We employed a two-step machine learning pipeline. First, a call was transcribed using the speech recognition model. Second, the transcript was used as input for the text classification model. The final output score was used to classify whether the call concerned a stroke. The pipeline is illustrated in the supplementary material (Supplementary Fig. 2).

Speech recognition

The call recordings from the CEMS were stored as 8-bit linear pulse-code modulated audio, sampled at 8 kHz. A call was converted into a log-Mel spectrogram before being input into the speech recognition model. This conversion is a commonly used input representation for speech-processing tasks, which facilitates the identification of linguistic content in audio signals. We used a speech recognition model with a neural network architecture³¹, consisting of two-dimensional convolutional layers³² and blocks of bidirectional long short-term memory layers³³. The output is a sequence of probability distributions over characters of the Danish alphabet, which were then converted into a human-readable transcript using a greedy decoder³⁴.

Text classification

As input for the classification model, each transcript was transformed into a fixed-size bag-of-words vector, which encoded the occurrence of word and character (n-grams) in a fixed vocabulary. The feature selection procedure is detailed in the Supplementary Methods. The model was constructed as an ensemble³⁵ of five identical, independently trained models. Each consists of a stack of neural network layers commonly referred to as a multi-layer perceptron³⁶. The final layer has a single scalar output and applies a sigmoid nonlinearity to produce an output score between zero and one.

Threshold calibration and ensembling

For each model in the ensemble, we selected the prediction threshold as the harmonic mean of the two thresholds that ensure sensitivity and PPV equal to those of the call-takers. This simplifies the comparison by ensuring a trade-off between sensitivity and PPV, similar to that of call-takers.

As the threshold differed for each model in the ensemble, computing the ensemble output score as the average output score of the individual models would not be meaningful. Instead, we first subtracted the threshold from the output score in logit space (before sigmoid nonlinearity) for each model to obtain the same threshold (0.5). Subsequently, we defined the ensemble output score as the average of the centred output scores. The exact equations are provided in the supplementary material [Supplementary Equations (1) and (2)].

Model training

The speech recognition model was trained on 3,811 manually transcribed random calls (173 h) from the CEMS as part of a previous project¹⁴. These calls exclusively originated from 1-1-2 between 2015 and 2018, ensuring no overlap with the test data used for the text classification model. The model was trained using a connectionist temporal classification objective³⁴.

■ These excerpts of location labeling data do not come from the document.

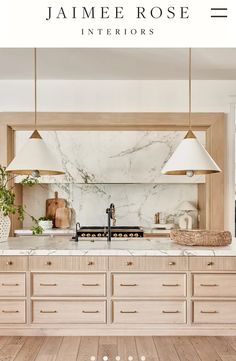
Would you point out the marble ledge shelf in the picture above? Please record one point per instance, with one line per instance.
(59, 246)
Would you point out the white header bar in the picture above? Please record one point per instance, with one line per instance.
(118, 23)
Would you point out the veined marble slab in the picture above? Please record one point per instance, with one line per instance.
(48, 232)
(113, 156)
(57, 246)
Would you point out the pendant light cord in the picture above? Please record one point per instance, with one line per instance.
(190, 88)
(35, 89)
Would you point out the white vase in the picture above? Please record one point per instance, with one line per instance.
(5, 225)
(46, 225)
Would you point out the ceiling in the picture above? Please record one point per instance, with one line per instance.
(118, 64)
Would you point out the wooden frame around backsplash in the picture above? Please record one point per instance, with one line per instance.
(210, 194)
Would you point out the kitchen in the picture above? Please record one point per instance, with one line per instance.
(113, 137)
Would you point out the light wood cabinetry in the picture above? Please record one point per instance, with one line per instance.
(65, 285)
(149, 285)
(12, 285)
(212, 263)
(149, 312)
(68, 263)
(69, 312)
(213, 312)
(13, 263)
(214, 285)
(117, 295)
(12, 311)
(148, 263)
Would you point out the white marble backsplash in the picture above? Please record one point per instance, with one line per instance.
(113, 156)
(135, 204)
(123, 167)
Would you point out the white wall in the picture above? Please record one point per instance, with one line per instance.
(159, 96)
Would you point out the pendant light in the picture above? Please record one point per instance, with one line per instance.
(35, 157)
(190, 157)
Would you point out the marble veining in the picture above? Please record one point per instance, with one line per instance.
(136, 204)
(56, 246)
(113, 157)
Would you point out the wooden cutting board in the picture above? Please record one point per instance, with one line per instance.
(52, 205)
(63, 218)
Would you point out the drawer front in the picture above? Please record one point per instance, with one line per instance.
(148, 263)
(212, 263)
(214, 312)
(159, 312)
(54, 284)
(13, 263)
(69, 312)
(149, 285)
(68, 263)
(12, 284)
(214, 285)
(12, 311)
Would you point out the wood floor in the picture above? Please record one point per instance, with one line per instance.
(153, 348)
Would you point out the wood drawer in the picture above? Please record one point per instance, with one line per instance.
(12, 311)
(212, 263)
(162, 263)
(214, 312)
(68, 263)
(12, 284)
(69, 312)
(149, 312)
(13, 263)
(214, 285)
(149, 285)
(69, 284)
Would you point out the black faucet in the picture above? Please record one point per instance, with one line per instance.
(111, 215)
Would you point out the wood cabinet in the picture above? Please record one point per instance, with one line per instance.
(69, 312)
(149, 285)
(69, 284)
(82, 295)
(149, 312)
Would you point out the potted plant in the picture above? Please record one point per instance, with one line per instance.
(8, 206)
(45, 223)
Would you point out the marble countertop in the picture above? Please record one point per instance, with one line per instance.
(126, 247)
(48, 232)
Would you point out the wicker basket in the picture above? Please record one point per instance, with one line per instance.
(201, 237)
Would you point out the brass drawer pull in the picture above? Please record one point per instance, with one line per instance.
(128, 285)
(170, 285)
(10, 284)
(210, 263)
(90, 284)
(48, 284)
(208, 285)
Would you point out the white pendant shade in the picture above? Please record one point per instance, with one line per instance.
(35, 156)
(190, 158)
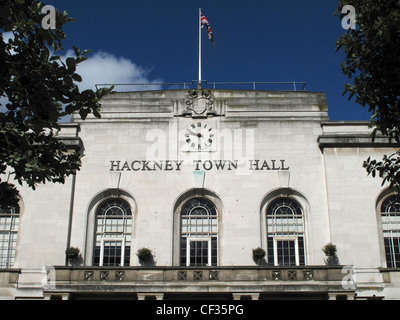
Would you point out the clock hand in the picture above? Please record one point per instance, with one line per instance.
(195, 134)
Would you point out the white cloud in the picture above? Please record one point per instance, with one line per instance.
(105, 68)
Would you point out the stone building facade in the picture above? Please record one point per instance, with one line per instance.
(201, 178)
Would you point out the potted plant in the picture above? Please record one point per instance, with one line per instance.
(145, 256)
(73, 256)
(330, 251)
(258, 255)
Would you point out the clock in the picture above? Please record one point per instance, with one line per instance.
(199, 136)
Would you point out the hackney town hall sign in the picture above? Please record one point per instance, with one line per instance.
(207, 165)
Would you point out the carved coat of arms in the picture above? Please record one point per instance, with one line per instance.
(199, 101)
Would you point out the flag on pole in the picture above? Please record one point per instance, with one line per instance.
(204, 23)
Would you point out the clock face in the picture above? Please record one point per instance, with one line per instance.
(199, 136)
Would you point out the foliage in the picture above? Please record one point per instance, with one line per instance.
(39, 89)
(258, 254)
(145, 255)
(330, 251)
(72, 253)
(372, 63)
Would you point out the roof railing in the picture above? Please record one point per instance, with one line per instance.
(254, 85)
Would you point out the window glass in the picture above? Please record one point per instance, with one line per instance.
(199, 219)
(9, 222)
(113, 223)
(390, 214)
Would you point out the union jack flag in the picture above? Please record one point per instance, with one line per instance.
(204, 23)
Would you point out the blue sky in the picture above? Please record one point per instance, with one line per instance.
(255, 40)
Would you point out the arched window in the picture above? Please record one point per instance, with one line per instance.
(9, 221)
(113, 233)
(285, 232)
(390, 215)
(198, 233)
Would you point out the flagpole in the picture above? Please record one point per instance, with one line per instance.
(199, 84)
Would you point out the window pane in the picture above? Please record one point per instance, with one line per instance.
(9, 221)
(113, 219)
(199, 219)
(390, 213)
(284, 218)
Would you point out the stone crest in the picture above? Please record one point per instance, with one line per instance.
(199, 101)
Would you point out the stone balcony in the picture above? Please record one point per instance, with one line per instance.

We trained five models for the text classification ensemble using binary cross-entropy after transcribing all calls in the dataset using the speech recognition model. One training fold was used for early stopping using the F1-score, whereas the remaining fourfold and 1-1-2 data were used for training. Thus, each model in the ensemble was trained and validated using different datasets. We ran a grid search with 96 different hyperparameter configurations and selected the ensemble model with the best F1 score for the validation set.

Model explainability

We performed an occlusion analysis to better understand the predictions of the text classification model. This involved removing all instances of a given word from the input transcript to evaluate its impact on the model output. The word was removed before vectorisation, such that all word and character n-grams associated with the word were discarded. Specifically, let z^(n,d,w) be the logit output of model n in the ensemble for transcript d when the word w is occluded. For transcript d, we computed the word impact score i^(d,w) as the mean difference between the logit before and after occlusion.

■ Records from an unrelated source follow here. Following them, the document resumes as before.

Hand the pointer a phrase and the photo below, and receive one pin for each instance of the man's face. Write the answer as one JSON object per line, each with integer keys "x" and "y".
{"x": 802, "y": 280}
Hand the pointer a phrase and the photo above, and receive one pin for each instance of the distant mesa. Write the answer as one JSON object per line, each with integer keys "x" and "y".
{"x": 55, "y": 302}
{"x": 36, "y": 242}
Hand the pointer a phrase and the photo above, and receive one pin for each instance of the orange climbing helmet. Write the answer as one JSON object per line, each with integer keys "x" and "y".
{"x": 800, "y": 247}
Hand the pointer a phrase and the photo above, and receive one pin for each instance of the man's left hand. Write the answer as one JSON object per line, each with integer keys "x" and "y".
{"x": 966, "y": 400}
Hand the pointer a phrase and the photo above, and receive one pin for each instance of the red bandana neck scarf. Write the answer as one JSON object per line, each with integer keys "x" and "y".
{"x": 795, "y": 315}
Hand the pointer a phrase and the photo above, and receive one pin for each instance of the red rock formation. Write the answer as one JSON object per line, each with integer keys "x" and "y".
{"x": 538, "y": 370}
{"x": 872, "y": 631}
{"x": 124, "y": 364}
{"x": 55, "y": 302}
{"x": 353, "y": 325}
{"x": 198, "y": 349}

$${i}^{(d,w)}=\frac{1}{N}{\mathop{\sum}\limits_{n=1}^{N}}\,{z}^{(n,d)}-{z}^{\left(n,d,w\right)}$$

(1)

We used the logit output to compute the impact score because the difference in sigmoid-normalised output is biased towards zero for values close to 0 or 1. To select words for inspection, we computed a ranking score, r^(w), as the sum of the signed squares of the impact:

$${r}^{(w)}=\mathop{\sum }\limits_{d=1}^{D}\,\mathrm{sgn}\left({i}^{(d,w)}\right){\left({i}^{(d,w)}\right)}^{2}$$

(2)

where sgn(·) represents the sign function. Squaring i^{(d, w)} favours rare features with a high impact over common features with a low impact.

Statistical analysis

We report the F1-score, sensitivity, PPV, FOR (equal to 1−negative predictive value), and FPR (equal to 1−specificity). Due to the imbalanced nature of the dataset, the negative predictive value and specificity were >99% for all cases. We reported FOR and FPR instead because such large numerical values exhibit low relative variance, thereby obfuscating comparisons. Finally, we report the prediction confusion matrices, ROC curve, and PPV-sensitivity curve, commonly known as the precision-recall curve. All results are reported with up to three significant digits.

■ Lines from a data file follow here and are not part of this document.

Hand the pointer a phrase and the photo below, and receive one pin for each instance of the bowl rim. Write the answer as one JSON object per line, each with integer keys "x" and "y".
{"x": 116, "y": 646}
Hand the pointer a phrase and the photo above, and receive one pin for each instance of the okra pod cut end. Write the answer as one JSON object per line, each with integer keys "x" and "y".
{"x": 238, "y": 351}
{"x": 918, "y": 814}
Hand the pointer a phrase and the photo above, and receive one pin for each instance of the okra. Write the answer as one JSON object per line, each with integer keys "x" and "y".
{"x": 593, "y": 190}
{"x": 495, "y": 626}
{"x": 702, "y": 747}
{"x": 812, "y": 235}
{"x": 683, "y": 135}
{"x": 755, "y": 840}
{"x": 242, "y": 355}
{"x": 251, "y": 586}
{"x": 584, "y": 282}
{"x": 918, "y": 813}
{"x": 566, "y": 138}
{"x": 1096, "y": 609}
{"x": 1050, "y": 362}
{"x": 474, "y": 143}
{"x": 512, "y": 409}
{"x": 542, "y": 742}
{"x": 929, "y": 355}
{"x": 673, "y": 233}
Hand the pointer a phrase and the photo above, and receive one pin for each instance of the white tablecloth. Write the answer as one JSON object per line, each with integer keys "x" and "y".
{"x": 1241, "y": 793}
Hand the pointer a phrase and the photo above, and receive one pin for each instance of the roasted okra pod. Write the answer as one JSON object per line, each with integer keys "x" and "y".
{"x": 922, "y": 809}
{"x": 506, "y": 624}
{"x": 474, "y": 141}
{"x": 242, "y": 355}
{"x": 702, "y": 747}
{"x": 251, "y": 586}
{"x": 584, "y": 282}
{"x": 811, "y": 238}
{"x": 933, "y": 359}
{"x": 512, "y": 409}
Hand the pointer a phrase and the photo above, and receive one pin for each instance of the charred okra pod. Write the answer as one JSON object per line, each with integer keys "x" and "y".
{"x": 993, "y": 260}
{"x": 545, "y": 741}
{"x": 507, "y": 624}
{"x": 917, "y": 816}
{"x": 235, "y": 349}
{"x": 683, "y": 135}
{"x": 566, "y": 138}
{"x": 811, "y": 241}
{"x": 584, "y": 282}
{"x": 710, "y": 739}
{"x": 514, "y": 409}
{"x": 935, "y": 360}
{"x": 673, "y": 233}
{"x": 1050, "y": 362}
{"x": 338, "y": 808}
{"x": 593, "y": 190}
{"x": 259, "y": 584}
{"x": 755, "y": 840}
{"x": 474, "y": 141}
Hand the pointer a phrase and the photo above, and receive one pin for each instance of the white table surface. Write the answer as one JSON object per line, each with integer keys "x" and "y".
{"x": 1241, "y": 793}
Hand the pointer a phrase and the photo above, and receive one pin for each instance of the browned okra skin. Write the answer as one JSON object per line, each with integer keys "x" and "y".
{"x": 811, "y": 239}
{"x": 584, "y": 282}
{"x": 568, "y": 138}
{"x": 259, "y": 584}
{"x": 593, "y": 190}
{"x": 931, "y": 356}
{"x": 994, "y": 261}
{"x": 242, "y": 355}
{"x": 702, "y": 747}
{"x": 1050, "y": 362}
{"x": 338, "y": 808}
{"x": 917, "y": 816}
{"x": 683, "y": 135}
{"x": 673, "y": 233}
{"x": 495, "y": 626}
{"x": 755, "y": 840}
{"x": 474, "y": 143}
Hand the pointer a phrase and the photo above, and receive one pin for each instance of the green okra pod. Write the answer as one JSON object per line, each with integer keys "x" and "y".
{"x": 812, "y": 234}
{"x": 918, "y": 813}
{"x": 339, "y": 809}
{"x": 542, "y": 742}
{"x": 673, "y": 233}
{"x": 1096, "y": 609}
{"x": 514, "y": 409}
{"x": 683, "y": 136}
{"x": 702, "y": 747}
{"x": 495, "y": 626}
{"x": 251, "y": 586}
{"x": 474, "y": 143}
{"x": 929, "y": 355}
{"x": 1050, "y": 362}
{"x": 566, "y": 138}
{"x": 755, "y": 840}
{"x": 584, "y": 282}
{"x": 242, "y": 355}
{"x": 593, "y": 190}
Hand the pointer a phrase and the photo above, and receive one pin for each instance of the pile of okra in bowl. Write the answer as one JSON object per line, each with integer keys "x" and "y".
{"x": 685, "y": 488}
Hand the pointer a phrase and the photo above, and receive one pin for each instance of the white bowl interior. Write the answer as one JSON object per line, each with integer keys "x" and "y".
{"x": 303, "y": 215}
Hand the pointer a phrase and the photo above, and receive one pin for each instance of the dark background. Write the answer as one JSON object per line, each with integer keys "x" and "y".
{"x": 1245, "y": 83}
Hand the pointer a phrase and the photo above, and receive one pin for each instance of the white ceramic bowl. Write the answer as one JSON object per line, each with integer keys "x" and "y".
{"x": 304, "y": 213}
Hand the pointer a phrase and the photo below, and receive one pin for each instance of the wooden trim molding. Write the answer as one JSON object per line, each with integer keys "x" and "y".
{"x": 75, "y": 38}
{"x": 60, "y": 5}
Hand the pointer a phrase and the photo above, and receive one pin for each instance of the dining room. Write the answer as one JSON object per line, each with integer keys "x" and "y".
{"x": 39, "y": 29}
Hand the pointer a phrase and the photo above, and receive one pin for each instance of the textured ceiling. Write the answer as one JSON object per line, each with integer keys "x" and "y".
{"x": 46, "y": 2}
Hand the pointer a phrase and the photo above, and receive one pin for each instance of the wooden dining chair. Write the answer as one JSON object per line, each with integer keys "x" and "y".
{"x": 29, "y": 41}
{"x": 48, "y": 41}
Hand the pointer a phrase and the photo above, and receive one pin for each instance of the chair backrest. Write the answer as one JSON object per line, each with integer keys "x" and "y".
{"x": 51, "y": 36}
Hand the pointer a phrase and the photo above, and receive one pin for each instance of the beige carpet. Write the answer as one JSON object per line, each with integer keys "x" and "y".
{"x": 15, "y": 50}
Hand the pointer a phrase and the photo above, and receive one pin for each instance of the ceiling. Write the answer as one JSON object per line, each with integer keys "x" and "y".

We present the results with and without 1-1-2 training data, subgroup analyses based on age (18–64/65+) and sex (male/female), and call-takers performance. We also report the model performance on calls without a diagnostic category from the test year 2021 to assess potential data bias. We tested our results for statistical significance using approximate permutation tests. We used one-sided paired approximate permutation tests for model-to-model and model-to-call-taker comparisons when done on the same subset. For comparisons across different subsets (e.g., male vs. female), we used one-sided independent approximate permutation tests. We computed 95% confidence intervals (CIs) using bootstrapping^37,38. In our assessment, we accounted for random variation associated with model training by basing the means, tests, and CIs on the predictions of 11 randomly initialised training runs. Statistical significance was defined as a p value of <0.05.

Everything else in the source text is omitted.